We then have to wait for North America to wake up, whereupon we’re delighted to see the Canadian manufacturing sales. They’ve been rebounding at a pretty good clip and are expected to continue to recover, although the expected 7.0% mom rebound will still leave them -5.1% below the average level of January & February. Still, it’s a lot better than April. Durable goods shipments, particularly auto production and aerospace exports. Higher lumber prices also help. Food and beverage production, which accounts for 44% of all nondurable production, is already almost back to pre-pandemic levels.
Today’s Empire State manufacturing index is expected to be up a little, while the Philadelphia Fed business survey on Thursday is expected to be down a little, but both are expected to remain in expansionary territory. The net impression at the end of the day will probably be that there’s not much change – that the economy continues to recover slowly.
The message from US industrial production (IP) though may be that the rebound is going painfully slowly. It was originally powered by a rebound in auto production, but that’s slowed somewhat, leaving the recovery painfully slow. The forecast 1.0% mom rebound in IP this month would leave the index still about 10% below the January/February average.That’s a lot of ground to make up.
Then overnight we get Japan trade figures. Trade is expected to be more or less balanced, on both an NSA and SA basis.

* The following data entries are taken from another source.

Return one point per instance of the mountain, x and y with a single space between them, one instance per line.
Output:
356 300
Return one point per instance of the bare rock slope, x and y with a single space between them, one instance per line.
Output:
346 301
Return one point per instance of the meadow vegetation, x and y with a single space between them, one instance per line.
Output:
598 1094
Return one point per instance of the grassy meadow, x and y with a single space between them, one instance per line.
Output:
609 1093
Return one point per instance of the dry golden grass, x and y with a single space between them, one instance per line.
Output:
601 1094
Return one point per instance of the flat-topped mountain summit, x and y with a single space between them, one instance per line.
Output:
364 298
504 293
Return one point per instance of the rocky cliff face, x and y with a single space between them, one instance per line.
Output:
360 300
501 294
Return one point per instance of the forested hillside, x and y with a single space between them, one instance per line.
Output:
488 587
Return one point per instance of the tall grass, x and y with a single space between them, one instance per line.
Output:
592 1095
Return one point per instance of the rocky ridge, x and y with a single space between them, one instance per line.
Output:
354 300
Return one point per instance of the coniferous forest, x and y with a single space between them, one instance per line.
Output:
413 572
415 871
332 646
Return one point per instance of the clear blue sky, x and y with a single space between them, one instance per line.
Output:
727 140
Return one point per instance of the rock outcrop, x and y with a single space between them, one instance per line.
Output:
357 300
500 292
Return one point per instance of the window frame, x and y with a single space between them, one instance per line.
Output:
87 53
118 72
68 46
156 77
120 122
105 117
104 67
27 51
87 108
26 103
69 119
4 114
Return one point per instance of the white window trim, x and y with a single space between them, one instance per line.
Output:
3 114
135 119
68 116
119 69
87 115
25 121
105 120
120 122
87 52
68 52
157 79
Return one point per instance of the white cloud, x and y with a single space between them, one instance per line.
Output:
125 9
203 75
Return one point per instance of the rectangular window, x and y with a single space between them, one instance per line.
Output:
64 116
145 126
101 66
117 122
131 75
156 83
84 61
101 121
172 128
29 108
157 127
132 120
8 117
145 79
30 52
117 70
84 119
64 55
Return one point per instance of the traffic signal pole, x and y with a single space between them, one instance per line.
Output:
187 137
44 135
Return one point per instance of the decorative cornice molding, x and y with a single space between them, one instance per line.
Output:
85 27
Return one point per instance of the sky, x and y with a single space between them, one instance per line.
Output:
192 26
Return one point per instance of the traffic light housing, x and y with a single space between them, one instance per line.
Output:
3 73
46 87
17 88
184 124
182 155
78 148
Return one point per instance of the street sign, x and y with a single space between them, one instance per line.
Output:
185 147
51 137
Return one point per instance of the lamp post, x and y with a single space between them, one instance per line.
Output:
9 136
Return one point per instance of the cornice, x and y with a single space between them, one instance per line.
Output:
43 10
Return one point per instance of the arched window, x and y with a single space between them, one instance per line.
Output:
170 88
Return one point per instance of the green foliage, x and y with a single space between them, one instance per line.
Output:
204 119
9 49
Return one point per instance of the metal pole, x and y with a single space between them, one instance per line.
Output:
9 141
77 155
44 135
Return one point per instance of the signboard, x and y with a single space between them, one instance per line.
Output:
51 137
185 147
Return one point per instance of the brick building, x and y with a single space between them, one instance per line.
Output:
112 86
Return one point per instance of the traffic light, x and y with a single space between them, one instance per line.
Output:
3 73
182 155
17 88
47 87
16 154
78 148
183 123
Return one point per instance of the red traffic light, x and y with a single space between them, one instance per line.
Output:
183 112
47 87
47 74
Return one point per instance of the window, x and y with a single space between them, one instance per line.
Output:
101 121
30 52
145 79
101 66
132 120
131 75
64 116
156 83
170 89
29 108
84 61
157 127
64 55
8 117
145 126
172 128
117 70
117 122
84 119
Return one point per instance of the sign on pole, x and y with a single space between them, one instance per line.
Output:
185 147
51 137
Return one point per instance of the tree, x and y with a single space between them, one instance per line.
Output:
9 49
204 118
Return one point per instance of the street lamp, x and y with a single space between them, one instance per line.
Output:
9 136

Both exports and imports are still down sharply from a year ago, but exports are expected to be down a little less, which is why the trade deficit is forecast to turn into balance.

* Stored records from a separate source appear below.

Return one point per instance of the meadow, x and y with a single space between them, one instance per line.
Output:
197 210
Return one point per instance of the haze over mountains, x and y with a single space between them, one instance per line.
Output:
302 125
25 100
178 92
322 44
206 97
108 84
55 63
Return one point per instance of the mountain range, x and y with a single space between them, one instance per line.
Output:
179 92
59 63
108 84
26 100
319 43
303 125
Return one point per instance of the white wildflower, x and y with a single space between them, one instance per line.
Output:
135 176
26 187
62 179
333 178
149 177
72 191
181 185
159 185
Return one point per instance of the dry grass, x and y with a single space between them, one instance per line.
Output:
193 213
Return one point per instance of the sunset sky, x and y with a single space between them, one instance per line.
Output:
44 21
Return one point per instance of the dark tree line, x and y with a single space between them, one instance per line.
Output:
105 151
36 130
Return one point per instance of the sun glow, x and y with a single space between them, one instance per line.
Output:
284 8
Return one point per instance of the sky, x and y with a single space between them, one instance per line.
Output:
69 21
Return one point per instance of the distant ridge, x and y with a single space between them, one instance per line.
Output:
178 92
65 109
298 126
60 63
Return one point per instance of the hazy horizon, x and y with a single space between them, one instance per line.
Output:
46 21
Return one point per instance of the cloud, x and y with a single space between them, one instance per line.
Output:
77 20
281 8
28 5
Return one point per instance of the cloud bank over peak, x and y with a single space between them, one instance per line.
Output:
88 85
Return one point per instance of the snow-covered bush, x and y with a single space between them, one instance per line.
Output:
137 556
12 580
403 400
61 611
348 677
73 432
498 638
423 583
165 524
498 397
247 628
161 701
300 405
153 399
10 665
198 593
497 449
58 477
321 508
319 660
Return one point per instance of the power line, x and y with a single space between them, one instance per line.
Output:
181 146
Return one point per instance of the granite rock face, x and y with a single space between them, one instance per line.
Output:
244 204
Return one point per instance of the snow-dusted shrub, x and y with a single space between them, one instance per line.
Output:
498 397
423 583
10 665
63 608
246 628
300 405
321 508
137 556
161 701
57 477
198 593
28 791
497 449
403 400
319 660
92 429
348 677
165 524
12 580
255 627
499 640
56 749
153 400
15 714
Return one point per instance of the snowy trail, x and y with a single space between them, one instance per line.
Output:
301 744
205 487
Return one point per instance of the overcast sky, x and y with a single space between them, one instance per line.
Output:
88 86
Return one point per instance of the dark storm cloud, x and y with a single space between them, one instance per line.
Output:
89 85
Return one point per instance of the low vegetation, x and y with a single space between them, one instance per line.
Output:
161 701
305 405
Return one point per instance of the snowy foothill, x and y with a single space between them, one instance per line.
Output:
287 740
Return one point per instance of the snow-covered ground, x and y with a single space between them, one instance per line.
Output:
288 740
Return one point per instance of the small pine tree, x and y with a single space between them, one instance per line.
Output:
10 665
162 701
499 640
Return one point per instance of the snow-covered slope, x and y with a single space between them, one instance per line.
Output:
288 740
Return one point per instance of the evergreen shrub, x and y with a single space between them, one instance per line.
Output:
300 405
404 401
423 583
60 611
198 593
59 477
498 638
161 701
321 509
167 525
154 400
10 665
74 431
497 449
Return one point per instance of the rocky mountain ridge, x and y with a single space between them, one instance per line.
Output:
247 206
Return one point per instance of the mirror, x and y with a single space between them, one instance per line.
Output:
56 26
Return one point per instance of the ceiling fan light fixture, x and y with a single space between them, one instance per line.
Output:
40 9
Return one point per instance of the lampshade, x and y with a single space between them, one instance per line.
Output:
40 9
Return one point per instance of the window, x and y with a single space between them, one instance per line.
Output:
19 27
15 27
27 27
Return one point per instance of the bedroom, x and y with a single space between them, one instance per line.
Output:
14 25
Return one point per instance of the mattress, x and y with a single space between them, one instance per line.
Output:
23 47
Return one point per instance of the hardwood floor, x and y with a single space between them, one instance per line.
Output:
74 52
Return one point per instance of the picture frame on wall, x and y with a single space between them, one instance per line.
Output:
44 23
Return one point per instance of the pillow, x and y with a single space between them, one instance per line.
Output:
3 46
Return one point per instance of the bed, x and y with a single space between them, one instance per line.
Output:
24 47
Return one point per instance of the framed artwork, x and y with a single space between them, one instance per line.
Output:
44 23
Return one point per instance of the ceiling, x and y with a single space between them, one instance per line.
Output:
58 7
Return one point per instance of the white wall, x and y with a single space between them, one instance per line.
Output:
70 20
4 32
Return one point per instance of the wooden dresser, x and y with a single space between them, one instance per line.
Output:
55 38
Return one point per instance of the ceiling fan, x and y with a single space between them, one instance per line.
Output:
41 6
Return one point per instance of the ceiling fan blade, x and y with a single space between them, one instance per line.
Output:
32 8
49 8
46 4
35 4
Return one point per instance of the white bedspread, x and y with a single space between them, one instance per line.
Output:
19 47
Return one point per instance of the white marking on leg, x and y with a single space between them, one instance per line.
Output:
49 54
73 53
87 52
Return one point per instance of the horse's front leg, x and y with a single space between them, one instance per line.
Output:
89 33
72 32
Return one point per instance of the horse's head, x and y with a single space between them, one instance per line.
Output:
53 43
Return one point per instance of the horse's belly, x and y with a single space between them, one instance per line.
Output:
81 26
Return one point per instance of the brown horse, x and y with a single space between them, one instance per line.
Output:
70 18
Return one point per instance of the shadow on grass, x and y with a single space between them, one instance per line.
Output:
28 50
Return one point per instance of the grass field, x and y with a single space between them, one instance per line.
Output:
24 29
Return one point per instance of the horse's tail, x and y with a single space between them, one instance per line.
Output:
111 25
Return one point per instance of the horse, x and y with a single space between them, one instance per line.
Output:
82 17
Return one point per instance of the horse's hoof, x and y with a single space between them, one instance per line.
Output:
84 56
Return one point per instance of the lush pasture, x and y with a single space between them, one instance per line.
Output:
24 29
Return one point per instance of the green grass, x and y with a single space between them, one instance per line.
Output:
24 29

The big excitement for today in Japan is that the former Chief Cabinet Secretary Yoshihide Suga, who on Monday was elected President of the so-called Liberal Democratic Party (LDP), will today inevitably be elected Prime Minister of Japan. That’s because the Diet elects the PM, and the party that has the majority in the Diet – which since 1955 has almost exclusively been the LDP – elects its leader as PM. What can we expect from the new PM Suga? A continuation of so-called “Abenomics.” However from what I can tell, the innovative part of Abenomics – economic reform – finished several years ago, and all we’re left with is massive monetary & fiscal stimulus. The one exception is likely to be the mobile phone industry. Suga pushed for greater competition in the mobile phone industry when he was Minister for Internal Affairs and Communications in the 2000s. As Chief Cabinet Secretary, he pressured the companies to lower their fees in the summer of 2018 by suggesting that Japan’s mobile rates could be 40% lower. Some Japan telecom stocks have been moving in anticipation of a shakeup in the industry.

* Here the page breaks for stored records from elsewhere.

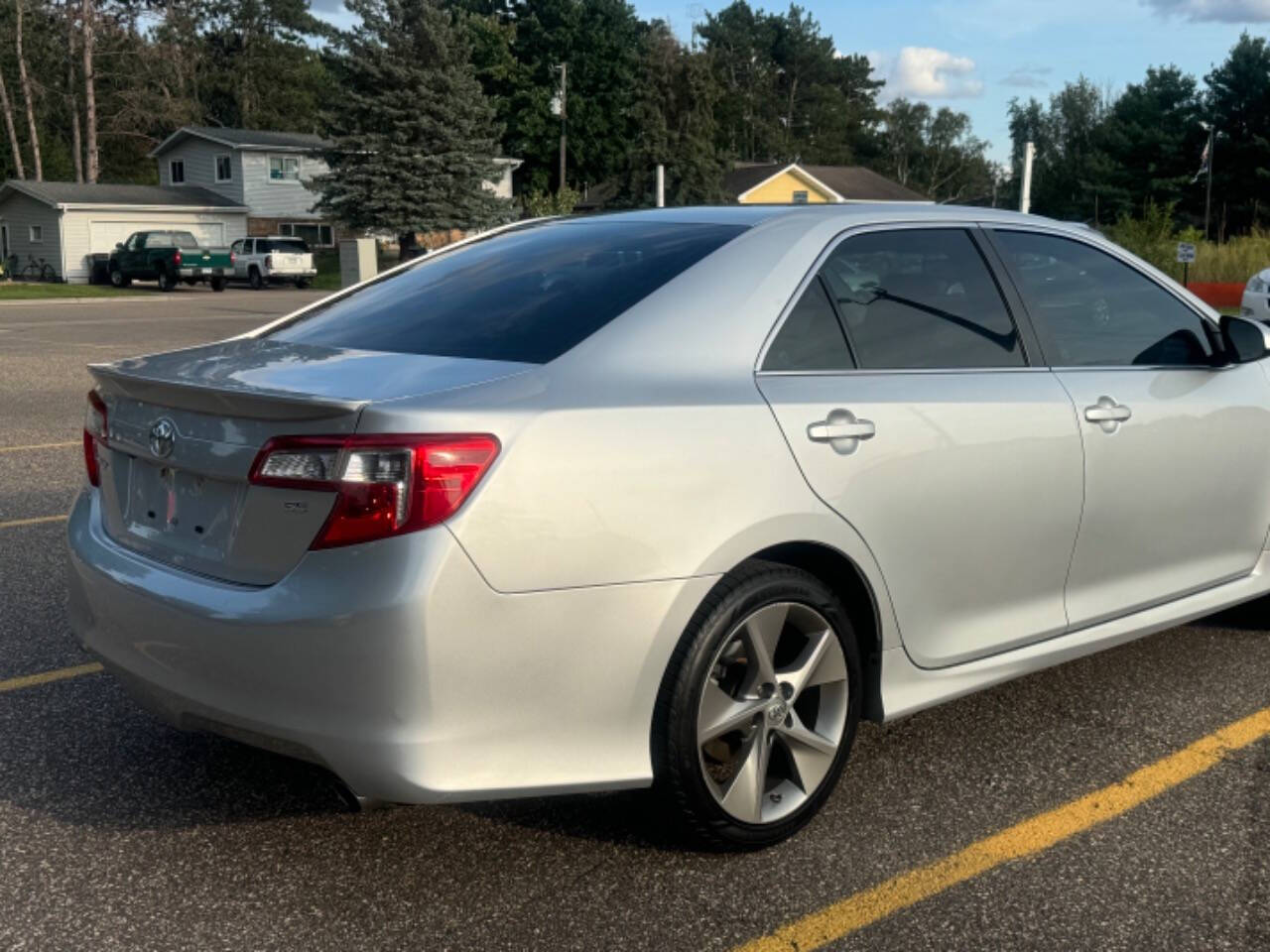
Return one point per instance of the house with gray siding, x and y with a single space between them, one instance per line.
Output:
64 223
270 173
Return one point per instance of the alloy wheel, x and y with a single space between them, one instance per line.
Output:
772 712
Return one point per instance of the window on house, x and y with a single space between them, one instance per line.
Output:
284 168
316 235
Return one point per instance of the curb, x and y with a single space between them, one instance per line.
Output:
55 301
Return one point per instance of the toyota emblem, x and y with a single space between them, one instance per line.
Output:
163 436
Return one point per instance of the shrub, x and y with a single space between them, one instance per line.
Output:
1153 239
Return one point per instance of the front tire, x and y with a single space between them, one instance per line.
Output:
758 707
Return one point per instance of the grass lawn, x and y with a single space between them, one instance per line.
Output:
40 291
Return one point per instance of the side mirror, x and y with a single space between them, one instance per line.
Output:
1245 340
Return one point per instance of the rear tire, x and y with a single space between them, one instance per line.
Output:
792 719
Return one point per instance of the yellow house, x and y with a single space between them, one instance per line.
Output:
813 184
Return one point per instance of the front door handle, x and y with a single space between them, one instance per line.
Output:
1107 414
842 430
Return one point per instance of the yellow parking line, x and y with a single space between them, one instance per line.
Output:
42 445
16 524
1024 839
32 680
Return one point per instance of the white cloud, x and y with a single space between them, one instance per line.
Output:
1029 75
1214 10
926 72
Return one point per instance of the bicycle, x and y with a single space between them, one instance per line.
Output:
36 270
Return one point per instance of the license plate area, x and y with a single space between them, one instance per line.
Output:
178 513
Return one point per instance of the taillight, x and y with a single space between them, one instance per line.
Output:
94 433
386 485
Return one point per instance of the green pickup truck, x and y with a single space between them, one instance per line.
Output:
169 257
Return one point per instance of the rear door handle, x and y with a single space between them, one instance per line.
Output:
842 430
1107 414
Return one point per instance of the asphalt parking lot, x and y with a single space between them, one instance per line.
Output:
119 833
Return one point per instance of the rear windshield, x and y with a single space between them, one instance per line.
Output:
294 246
171 239
527 295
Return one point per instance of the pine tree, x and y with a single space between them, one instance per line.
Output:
413 135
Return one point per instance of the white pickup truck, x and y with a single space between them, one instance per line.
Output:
276 259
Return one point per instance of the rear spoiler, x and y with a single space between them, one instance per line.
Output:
222 400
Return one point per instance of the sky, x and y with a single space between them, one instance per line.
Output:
976 55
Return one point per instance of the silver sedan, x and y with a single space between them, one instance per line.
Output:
671 498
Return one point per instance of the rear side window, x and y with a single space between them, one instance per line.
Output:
1095 311
526 295
921 298
811 339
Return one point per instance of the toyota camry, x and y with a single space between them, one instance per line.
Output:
668 498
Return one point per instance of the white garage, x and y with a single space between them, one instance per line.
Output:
64 222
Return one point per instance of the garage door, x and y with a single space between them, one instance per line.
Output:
104 234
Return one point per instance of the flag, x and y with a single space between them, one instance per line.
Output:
1203 160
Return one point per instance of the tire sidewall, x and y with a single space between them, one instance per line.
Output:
706 634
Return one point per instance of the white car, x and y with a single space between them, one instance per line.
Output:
1256 298
273 261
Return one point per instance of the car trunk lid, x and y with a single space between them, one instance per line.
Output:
185 429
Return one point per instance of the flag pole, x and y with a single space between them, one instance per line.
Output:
1207 188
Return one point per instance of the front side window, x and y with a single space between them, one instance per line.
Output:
284 168
1092 309
921 298
526 295
811 339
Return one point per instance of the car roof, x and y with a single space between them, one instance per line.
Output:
846 212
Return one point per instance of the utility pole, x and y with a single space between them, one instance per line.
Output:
1025 193
1207 188
564 118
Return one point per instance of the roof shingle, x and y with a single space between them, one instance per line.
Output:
852 181
85 193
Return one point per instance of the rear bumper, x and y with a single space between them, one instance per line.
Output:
394 664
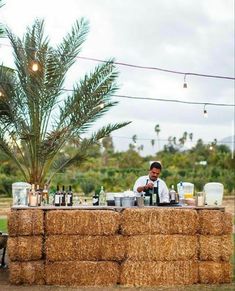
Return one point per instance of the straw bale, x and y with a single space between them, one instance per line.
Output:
83 273
162 247
159 221
97 222
31 273
85 248
26 222
25 248
158 273
228 223
212 222
215 272
215 248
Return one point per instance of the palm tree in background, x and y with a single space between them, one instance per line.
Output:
37 118
2 34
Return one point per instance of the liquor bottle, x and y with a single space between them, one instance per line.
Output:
102 197
57 198
39 195
95 200
63 197
70 196
33 197
172 195
181 193
45 195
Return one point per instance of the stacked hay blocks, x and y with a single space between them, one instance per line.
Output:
176 247
135 247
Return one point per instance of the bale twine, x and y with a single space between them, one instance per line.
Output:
82 273
158 273
31 273
99 222
162 247
214 222
159 221
215 248
26 222
227 223
84 248
215 272
25 248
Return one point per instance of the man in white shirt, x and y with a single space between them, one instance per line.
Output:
147 184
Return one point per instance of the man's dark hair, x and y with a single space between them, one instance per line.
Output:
155 165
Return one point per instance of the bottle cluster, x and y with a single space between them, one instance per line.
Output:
40 197
37 196
63 197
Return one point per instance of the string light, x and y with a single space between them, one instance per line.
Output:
205 111
185 84
35 66
147 67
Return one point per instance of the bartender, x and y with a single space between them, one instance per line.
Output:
151 183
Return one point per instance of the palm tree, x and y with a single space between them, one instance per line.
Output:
37 120
2 32
157 130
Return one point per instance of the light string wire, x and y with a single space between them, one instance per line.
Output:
152 99
143 67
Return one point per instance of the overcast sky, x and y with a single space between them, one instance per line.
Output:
182 35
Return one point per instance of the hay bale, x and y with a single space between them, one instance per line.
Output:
162 247
158 273
31 273
84 222
25 248
212 222
26 222
215 272
84 248
82 273
215 248
159 221
227 223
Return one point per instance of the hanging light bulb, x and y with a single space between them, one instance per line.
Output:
205 111
35 66
34 63
101 106
185 83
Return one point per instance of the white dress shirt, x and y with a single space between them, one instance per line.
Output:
162 188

No forecast for the Westpac/Melbourne Institute leading index, but it does sometimes move the market so I include a graph of it anyway. No extra charge!
Then, as my loyal readers in the UK are just dragging themselves out of bed and making their bleary-eyed ways to their keyboards, the UK announces its inflation data. With a large 0.6% mom decline in prices expected, the yoy rates for both the headline and the core consumer price indices (CPI) are expected to fall well outside the Monetary Policy Committee’s area of tolerance, the ±1% range around the central 2% rate. Assuming that the forecasts are correct, we can look forward to “an open letter to the Chancellor explaining why inflation has moved away from target and what action the Bank is taking to bring inflation back to target.” I expect they’ll say “not much, mate,” because a tighter monetary policy is not what anyone wants at this point – on the contrary, there may be a vote or two for further loosening at the Bank of England meeting regardless of where inflation is.